Concernant la température, la loi ne fixe pas de température minimale ou maximale précise, mais l’employeur doit assurer une température convenable (généralement entre 18°C et 22°C dans les bureaux et nous avons vérifié, les bureaux des Recteur·ice·s et DASEN satisfont à cette mesure, c’est heureux). Nous rajoutons que l’Institut national de recherche et de sécurité pour la prévention des accidents du travail et des maladies professionnelles (INRS) estime « qu’au-delà de 30°C pour une activité sédentaire et de 28°C pour un travail physique, la chaleur peut constituer un risque ». Ainsi, au-delà de 30°, nous pouvons demander à l’employeur quelles mesures sont mises en place pour prévenir les risques liés à la chaleur (Voir décret n°2025-482, ça marche pareil pour le froid sous 18°).

Donc, que faire ?

– Trouver Édouard-le-ventilo et le disposer à l’endroit le plus chaud de la classe. Lui poser une question, n’importe laquelle, et attendre que le moulin à paroles et à vent se mette en route. Sensation fraîcheur garantie !

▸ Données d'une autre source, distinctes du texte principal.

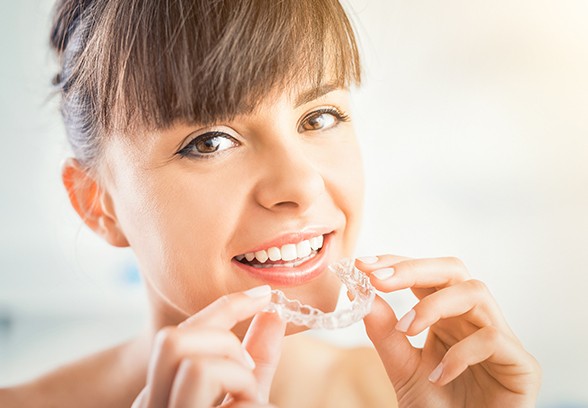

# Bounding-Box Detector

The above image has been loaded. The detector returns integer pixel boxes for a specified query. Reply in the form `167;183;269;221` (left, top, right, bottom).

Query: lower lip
232;234;332;287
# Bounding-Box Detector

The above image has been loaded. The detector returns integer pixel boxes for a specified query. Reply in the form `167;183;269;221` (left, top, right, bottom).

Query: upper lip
234;227;334;257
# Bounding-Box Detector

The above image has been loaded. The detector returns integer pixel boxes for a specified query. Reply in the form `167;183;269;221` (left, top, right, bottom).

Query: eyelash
299;107;350;131
176;131;237;160
177;106;351;160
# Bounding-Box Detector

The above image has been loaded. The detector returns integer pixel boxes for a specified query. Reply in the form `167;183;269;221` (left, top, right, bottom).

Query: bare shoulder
0;336;148;408
0;387;22;408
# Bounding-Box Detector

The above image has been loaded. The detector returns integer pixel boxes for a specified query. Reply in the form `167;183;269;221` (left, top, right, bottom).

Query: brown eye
301;111;337;131
178;131;239;159
195;136;227;153
299;107;350;132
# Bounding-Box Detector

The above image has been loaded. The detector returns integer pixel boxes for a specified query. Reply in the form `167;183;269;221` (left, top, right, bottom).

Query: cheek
112;166;249;312
342;153;365;255
319;135;365;254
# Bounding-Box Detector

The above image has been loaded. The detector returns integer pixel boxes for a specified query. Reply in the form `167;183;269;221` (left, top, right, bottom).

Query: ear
62;158;129;247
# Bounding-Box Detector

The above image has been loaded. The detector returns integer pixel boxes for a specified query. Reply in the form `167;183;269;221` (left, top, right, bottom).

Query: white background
1;1;587;406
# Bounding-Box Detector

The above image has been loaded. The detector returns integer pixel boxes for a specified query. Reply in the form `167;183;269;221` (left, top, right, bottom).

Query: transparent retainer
263;258;375;330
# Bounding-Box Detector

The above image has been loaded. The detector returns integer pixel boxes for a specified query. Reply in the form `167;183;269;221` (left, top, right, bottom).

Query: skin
358;255;542;407
0;83;541;407
92;86;363;336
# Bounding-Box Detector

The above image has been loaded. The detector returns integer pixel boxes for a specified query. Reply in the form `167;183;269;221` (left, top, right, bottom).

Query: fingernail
243;349;256;370
429;362;443;383
357;256;379;264
372;267;395;280
244;285;272;298
395;309;416;332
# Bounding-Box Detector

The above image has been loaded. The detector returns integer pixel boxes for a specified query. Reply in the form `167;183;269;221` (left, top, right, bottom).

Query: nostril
273;201;299;209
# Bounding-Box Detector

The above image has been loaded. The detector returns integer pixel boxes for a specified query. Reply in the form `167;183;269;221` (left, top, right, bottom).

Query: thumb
364;294;420;386
242;311;287;402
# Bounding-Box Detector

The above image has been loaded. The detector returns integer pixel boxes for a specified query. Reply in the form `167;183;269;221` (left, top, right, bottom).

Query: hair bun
49;0;94;55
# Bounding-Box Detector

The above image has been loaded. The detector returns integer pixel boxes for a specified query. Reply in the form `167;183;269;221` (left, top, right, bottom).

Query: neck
142;279;258;340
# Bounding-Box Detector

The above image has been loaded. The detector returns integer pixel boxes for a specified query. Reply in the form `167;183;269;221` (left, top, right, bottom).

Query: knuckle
223;297;243;317
213;329;243;354
214;293;242;317
414;296;435;315
481;325;501;343
443;343;463;366
443;345;458;362
216;294;231;307
154;326;180;355
466;278;488;295
444;256;467;271
175;358;212;394
400;259;417;271
183;357;207;380
395;259;417;278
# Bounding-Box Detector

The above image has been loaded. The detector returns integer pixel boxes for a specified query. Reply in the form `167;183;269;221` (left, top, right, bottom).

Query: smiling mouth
233;234;325;268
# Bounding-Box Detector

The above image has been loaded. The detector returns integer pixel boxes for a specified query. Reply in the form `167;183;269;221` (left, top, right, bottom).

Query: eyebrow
293;82;342;109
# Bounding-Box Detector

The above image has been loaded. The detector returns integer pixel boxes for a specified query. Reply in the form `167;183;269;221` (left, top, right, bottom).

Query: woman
0;0;540;406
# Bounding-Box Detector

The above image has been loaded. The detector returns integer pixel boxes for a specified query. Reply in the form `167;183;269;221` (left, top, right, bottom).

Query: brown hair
50;0;362;168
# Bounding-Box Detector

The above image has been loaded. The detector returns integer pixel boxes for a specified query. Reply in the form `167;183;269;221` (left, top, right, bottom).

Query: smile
232;232;332;287
235;234;324;266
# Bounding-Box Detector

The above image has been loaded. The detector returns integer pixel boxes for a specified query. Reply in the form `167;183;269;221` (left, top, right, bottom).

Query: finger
367;256;471;294
363;294;419;387
167;357;258;407
179;285;272;331
231;402;278;408
160;327;254;367
131;387;148;408
242;312;287;403
146;328;254;408
395;279;510;337
355;254;411;271
356;255;435;299
429;325;539;390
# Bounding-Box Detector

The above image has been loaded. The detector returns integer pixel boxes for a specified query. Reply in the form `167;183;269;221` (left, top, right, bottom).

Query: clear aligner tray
263;258;375;330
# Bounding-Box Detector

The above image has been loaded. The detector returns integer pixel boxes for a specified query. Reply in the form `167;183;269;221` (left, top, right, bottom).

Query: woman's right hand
131;285;285;408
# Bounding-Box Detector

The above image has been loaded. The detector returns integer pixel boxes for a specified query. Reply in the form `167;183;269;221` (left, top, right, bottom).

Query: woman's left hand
356;255;541;408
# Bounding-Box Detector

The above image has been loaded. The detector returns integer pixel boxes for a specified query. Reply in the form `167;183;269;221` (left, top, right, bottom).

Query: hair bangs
77;0;361;135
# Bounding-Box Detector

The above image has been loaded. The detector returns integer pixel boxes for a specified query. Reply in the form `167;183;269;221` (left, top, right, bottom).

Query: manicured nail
395;309;416;332
357;256;379;264
372;267;395;280
429;362;443;383
243;349;256;369
244;285;271;298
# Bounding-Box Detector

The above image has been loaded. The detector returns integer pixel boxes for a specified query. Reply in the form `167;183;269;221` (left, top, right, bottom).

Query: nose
253;142;326;213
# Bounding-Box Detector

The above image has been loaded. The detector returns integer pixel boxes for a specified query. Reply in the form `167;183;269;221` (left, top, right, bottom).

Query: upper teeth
236;235;324;263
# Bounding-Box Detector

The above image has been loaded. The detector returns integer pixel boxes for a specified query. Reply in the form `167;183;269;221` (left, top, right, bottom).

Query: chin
284;265;342;310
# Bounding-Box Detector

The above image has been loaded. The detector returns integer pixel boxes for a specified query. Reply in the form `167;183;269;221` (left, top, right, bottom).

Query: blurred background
1;0;586;406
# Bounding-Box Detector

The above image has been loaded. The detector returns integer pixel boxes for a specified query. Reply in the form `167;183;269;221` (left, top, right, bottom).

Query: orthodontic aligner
263;258;375;330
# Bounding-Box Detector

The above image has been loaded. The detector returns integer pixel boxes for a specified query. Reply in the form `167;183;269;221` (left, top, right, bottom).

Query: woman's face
100;84;364;333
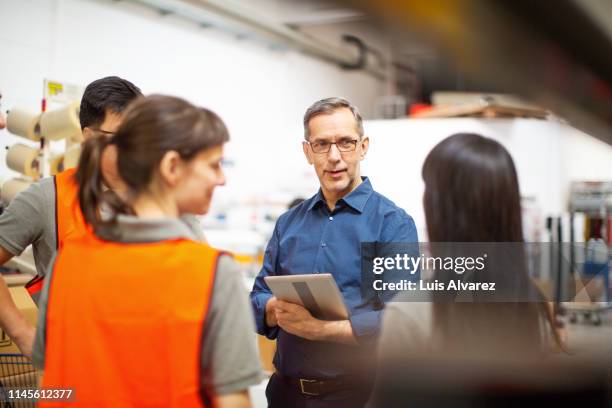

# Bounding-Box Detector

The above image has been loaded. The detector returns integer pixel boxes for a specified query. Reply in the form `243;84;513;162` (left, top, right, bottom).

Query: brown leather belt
274;373;357;397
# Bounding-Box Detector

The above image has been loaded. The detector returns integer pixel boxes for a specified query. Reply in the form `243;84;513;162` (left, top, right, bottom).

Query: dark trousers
265;373;371;408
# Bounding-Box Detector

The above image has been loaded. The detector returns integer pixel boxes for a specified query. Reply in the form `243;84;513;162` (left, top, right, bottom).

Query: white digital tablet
264;273;349;321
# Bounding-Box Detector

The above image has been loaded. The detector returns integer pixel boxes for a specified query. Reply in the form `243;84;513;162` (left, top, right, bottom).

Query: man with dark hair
251;97;419;407
79;76;142;137
0;76;142;357
78;76;142;190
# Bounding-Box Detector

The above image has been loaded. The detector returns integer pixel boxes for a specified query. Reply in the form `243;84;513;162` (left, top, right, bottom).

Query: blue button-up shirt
250;177;418;379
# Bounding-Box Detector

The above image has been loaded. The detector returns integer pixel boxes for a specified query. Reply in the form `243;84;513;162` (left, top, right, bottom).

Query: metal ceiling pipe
127;0;388;80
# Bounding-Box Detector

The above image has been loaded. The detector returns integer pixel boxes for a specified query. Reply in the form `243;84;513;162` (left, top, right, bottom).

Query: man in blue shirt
250;97;418;407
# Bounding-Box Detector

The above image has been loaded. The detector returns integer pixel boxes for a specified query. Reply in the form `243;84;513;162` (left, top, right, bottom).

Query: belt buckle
299;378;320;396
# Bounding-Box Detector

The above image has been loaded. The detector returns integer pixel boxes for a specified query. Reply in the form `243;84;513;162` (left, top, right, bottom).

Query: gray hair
303;97;364;140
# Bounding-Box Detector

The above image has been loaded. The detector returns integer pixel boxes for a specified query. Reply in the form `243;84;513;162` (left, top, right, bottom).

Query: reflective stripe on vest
41;233;219;407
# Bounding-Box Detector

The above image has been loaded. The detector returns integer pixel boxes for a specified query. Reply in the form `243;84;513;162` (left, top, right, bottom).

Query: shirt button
321;243;326;247
329;216;333;221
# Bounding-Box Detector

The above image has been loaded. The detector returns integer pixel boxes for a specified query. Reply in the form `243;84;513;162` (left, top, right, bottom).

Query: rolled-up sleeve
0;182;47;256
349;310;381;340
350;210;419;341
250;222;281;339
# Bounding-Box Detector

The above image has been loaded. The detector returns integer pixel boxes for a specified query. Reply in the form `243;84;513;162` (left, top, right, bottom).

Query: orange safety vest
40;232;220;407
55;167;88;250
26;168;88;299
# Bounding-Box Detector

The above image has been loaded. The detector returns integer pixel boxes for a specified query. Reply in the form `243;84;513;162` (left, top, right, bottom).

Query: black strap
274;373;357;397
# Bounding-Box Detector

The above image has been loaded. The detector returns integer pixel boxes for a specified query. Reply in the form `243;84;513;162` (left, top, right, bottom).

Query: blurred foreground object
346;0;612;145
372;355;611;408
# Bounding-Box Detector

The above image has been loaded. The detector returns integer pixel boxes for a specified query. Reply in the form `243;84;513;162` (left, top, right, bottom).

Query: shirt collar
307;177;373;214
306;190;326;212
96;214;198;243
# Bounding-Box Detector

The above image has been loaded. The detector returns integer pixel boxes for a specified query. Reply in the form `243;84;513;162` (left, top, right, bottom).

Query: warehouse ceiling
121;0;612;145
247;0;367;26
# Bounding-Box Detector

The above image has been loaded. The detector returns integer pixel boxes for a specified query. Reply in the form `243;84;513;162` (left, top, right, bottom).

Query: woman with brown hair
369;133;564;406
32;95;261;407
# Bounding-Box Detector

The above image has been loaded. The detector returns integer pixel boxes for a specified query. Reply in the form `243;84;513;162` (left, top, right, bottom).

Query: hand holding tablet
264;273;349;320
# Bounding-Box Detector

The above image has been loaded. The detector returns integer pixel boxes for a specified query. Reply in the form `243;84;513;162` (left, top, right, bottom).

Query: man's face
90;110;124;191
82;109;123;141
302;107;369;202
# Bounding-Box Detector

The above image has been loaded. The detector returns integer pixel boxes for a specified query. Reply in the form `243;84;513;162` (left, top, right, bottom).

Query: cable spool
39;102;80;141
68;125;84;144
49;154;65;175
6;143;40;179
1;178;32;204
63;144;81;169
6;109;41;141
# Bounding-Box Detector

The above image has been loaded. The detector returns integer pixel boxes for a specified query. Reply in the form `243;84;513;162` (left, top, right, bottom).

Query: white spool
63;144;81;169
6;109;41;141
68;128;84;144
49;154;65;175
1;178;32;204
6;143;40;178
39;102;80;141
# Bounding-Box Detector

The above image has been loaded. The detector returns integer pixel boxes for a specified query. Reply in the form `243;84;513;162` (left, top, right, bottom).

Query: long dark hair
422;133;561;354
423;133;523;242
76;94;229;230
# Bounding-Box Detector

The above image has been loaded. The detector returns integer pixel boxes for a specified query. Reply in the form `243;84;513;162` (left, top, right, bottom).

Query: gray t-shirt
32;215;262;396
0;177;56;275
0;175;205;277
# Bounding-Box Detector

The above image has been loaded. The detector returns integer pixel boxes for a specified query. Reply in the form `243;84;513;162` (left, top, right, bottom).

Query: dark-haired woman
33;95;261;408
369;133;563;406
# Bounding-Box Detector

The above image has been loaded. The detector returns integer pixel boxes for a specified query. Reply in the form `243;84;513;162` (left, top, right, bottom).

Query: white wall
561;126;612;182
0;0;385;199
362;118;612;240
1;0;610;237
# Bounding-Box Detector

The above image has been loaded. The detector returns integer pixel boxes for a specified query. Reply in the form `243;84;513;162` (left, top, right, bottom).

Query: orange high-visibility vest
55;167;88;250
41;232;220;408
26;168;88;299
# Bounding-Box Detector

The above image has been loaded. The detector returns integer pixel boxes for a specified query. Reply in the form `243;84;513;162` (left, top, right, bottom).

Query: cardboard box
257;336;276;374
2;274;32;287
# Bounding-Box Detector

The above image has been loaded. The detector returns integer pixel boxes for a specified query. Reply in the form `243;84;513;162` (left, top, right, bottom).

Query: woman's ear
158;150;183;187
82;127;94;140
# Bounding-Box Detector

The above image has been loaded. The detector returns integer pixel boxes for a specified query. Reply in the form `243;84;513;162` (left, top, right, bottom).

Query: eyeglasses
92;128;115;138
95;129;115;136
307;139;359;154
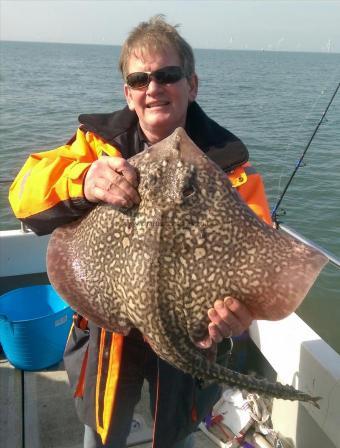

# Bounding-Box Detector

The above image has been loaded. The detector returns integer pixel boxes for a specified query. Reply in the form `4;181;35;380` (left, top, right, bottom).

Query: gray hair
119;15;195;80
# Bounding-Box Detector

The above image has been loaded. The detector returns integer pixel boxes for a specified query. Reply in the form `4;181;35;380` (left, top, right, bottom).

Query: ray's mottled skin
47;128;327;407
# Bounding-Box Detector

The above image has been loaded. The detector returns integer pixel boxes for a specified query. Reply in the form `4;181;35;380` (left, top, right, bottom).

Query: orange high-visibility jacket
9;102;271;446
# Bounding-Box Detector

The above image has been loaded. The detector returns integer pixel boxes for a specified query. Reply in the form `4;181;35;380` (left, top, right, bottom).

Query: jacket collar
78;101;248;171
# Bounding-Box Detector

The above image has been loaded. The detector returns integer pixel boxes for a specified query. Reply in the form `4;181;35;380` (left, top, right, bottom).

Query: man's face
124;48;198;144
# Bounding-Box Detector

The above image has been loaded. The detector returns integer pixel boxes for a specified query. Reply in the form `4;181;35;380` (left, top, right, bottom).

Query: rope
246;394;291;448
246;393;270;430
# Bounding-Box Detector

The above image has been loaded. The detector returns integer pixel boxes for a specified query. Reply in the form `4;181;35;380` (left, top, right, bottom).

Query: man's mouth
146;101;170;108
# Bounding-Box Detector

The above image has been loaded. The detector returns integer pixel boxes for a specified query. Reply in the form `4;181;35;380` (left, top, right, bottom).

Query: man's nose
146;78;163;93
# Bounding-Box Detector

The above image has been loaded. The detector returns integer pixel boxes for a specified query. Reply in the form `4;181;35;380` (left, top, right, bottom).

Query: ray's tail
171;347;321;408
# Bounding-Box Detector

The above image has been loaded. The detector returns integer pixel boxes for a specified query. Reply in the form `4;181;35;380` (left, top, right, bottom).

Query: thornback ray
47;127;328;407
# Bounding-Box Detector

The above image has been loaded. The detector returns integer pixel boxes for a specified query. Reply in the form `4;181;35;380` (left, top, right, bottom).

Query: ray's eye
183;185;196;198
148;174;158;187
183;168;197;200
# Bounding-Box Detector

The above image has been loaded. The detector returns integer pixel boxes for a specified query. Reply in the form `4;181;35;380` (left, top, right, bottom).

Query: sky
1;0;340;53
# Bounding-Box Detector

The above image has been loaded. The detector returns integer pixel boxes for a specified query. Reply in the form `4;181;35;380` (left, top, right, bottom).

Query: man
9;16;271;448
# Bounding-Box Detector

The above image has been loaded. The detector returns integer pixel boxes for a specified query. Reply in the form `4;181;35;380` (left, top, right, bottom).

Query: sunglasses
126;66;186;90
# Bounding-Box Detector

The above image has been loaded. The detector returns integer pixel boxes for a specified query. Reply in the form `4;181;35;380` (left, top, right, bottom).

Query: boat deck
0;353;216;448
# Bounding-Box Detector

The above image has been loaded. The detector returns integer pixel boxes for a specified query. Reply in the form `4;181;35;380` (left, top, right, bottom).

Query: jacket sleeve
228;163;272;225
8;129;122;235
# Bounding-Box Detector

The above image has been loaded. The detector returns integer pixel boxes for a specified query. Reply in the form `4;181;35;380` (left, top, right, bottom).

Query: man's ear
188;73;198;103
124;84;135;111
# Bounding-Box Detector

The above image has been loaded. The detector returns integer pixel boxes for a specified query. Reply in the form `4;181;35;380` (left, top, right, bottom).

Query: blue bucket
0;285;73;370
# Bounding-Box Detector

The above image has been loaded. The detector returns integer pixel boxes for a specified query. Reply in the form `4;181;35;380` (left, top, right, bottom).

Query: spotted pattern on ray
47;128;327;407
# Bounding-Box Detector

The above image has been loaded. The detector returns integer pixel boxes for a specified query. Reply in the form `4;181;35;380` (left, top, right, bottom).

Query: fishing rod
271;81;340;224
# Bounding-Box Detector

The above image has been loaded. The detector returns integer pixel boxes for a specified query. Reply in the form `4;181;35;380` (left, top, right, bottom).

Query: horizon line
1;39;339;56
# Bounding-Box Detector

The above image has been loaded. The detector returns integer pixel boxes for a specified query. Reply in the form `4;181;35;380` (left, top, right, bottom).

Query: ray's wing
47;206;133;332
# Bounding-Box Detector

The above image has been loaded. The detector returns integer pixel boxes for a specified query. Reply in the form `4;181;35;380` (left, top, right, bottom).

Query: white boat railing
279;223;340;269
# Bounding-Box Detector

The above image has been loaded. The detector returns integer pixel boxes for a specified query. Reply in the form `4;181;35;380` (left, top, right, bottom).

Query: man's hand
84;156;140;207
197;297;253;349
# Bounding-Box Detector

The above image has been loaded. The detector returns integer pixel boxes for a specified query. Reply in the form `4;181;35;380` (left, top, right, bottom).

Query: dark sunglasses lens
127;72;149;88
154;67;183;84
127;67;184;89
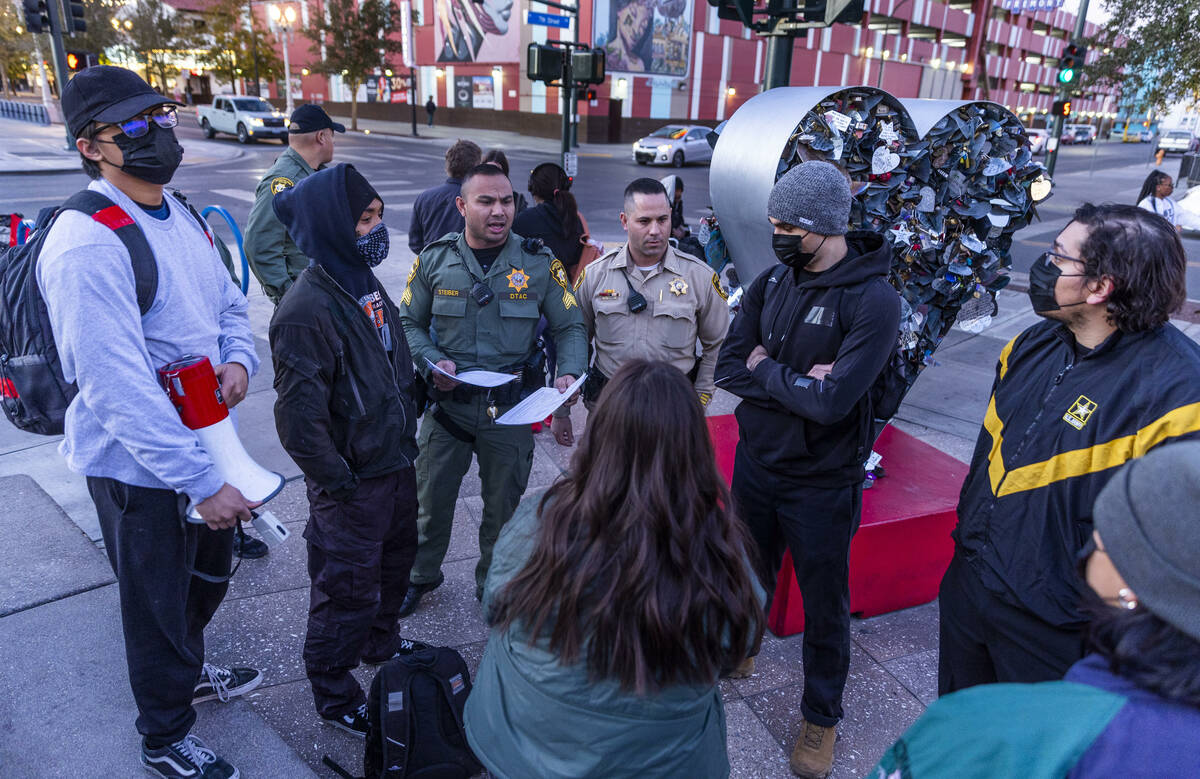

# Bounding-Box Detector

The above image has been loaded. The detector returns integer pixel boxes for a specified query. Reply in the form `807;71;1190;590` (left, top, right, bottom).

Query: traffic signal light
1058;42;1087;85
22;0;48;33
1052;99;1072;118
64;0;86;33
707;0;754;26
65;51;95;71
571;49;606;85
584;88;597;101
527;44;564;84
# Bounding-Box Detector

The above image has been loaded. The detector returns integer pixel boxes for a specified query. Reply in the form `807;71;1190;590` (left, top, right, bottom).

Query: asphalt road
5;124;1199;302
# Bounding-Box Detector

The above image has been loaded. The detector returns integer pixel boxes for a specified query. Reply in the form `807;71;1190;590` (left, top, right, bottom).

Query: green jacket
398;232;587;379
243;147;316;303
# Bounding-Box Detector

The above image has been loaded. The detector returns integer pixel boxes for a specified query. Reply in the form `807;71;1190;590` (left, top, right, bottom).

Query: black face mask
110;124;184;185
772;232;826;269
1028;251;1088;314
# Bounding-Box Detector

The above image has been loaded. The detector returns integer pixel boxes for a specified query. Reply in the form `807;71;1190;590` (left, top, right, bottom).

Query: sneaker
233;532;269;559
362;636;434;664
194;663;263;703
322;702;369;738
790;720;836;778
141;733;239;779
397;572;445;618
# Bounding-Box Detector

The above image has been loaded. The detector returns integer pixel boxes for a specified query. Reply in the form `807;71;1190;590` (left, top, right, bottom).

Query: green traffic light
1058;67;1075;84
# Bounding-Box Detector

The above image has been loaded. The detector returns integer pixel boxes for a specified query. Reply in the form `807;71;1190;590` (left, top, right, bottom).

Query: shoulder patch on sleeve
550;259;578;310
572;266;586;292
270;176;295;195
401;256;420;306
712;272;728;301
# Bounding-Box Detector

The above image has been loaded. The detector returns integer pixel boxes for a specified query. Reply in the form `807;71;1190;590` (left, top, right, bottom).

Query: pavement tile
744;649;924;779
729;630;806;699
0;474;114;616
725;698;793;778
394;557;490;647
226;528;311;601
882;648;939;706
929;332;1009;371
207;586;312;686
246;677;367;777
851;602;940;664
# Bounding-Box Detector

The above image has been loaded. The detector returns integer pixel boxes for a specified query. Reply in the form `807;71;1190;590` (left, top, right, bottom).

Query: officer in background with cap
714;160;901;779
244;104;345;305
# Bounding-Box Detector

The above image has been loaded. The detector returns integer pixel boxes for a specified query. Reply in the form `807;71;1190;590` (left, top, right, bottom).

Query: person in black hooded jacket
269;163;422;738
714;160;901;779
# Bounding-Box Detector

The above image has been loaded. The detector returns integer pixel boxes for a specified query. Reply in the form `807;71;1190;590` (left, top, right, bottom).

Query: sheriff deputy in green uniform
398;163;587;615
243;104;344;304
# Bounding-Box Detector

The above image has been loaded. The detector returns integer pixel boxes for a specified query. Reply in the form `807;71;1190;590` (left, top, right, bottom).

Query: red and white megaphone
159;355;285;522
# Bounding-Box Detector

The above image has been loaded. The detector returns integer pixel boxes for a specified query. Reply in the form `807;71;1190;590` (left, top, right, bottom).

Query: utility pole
409;68;419;137
1045;0;1089;177
247;0;262;95
761;0;797;90
44;0;73;148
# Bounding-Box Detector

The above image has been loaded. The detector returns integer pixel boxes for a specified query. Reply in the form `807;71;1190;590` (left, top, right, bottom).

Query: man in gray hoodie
37;66;261;779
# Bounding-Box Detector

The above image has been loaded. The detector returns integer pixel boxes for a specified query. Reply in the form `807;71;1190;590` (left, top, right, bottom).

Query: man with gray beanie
715;160;901;778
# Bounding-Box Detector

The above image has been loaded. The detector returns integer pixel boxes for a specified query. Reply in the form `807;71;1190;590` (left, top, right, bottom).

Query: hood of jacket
272;163;375;299
791;230;890;289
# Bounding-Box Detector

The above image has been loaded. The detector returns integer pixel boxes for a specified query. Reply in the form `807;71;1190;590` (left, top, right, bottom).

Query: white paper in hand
426;359;519;388
495;373;588;425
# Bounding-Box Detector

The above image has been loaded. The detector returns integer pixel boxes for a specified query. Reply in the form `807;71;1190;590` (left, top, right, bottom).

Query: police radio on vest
158;355;285;522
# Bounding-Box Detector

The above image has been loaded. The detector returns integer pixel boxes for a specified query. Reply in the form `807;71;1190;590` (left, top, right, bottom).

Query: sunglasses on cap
100;106;179;139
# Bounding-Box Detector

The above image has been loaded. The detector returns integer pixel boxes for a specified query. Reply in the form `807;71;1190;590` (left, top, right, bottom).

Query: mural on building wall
435;0;519;63
594;0;693;76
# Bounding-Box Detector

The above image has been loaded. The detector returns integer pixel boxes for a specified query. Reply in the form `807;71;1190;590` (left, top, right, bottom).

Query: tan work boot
790;719;836;778
728;656;755;679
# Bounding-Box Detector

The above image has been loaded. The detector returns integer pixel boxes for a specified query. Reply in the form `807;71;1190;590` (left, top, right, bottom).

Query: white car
1157;130;1194;155
1026;128;1049;155
197;96;289;144
631;125;714;167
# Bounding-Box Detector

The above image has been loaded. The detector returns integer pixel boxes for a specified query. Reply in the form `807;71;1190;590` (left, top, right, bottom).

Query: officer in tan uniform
551;177;729;446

– À défaut de trouver Édouard, utiliser le registre de santé et de sécurité au travail (RSST) nous semble une bonne idée et à l’échelle de tout un établissement c’est encore mieux ! Il permet de noter tout risque psychique ou physique, toute altération des conditions de travail, tout manque de respect à la législation et aux droits des travailleuses et des travailleurs. Les chefs de service ont obligation de répondre (délai « raisonnable » de 15 jours est fixé par le rectorat). Ce document a une valeur juridique et doit être présent dans tous les établissements. Il se trouve au format papier (dans un lieu accessible à toute heure, hors présence hiérarchique) ou sous forme dématérialisée. Tous les personnels peuvent l’utiliser et les usagers (parents, élèves, intervenants extérieurs) peuvent aussi déposer dans un RSST distinct de celui des personnels. N’hésitez pas à nous contacter si nécessaire et/ou à nous mettre en copie de votre envoi de fiche.

> A noter dans l’Académie de Lille, le RSST est dématérialisé via Eduline.